A namespace is not isolating, so users see each other's memory. The cause is a missing or wrong namespace factory on a StoreBackend. This is the gotcha that passes every single-user test, because isolation only fails when a second user shows up. Confirm the factory keys on the user's identity, and confirm that you actually set it, because the legacy default shares storage across everyone on the same assistant.

A trace is not appearing. Confirm LANGSMITH_TRACING is "true" and LANGSMITH_API_KEY is set in the environment the agent actually runs in, which in a deployment is not your shell. A trace that works locally and vanishes in production is usually an environment variable that did not make it into the deployed container.

Do this today

Turn on tracing. Set LANGSMITH_TRACING, LANGSMITH_API_KEY, and LANGSMITH_PROJECT, then run your agent once and open the trace. You now have a searchable record of every run.
Add a response_format schema to one agent that feeds downstream code. Replace the regex that parses its prose with a typed field read off structured_response.
Sort one trace by cost in LangSmith. Find the step or model that dominates the bill, and decide whether the cap from your loop controls is set right.
Write one harness profile for a model other than your development model. Register a system_prompt_suffix and confirm the agent picks it up when that model is selected.
Create a deepagents.toml that declares your sandbox provider, and move that config out of your agent code.

See it, then ship it

Observability gives you eyes. LangSmith tracing shows the full nested picture, structured output lets downstream code consume typed results, cost and token visibility rides along for free, and OpenTelemetry export covers teams with an existing stack. Packaging gives you portability. Harness profiles make the agent behave correctly on any model, deepagents.toml carries deployment config, and a single module collects everything your agent became.

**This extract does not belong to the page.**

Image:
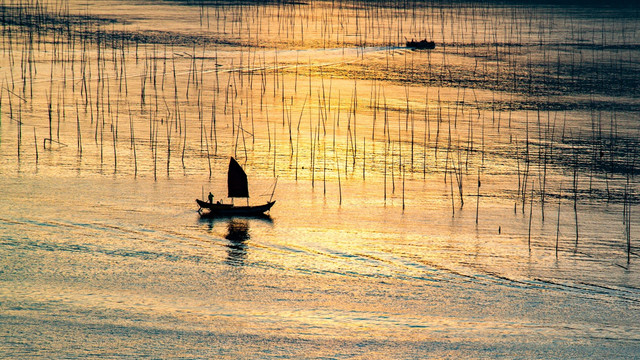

The silent failure at the top of this article is not bad luck. It is the predictable result of shipping an agent you cannot see, in a package nobody else can run. Trace it so you can see it. Profile it so it behaves the same everywhere. Bundle it into one module so a teammate runs it tomorrow without reading your mind.

An agent worth building is an agent worth shipping. The difference between the two is eyes and a package.

This is Part 11 of "Building with LangChain Deep Agents," a 13-part guide to building production-ready AI agents.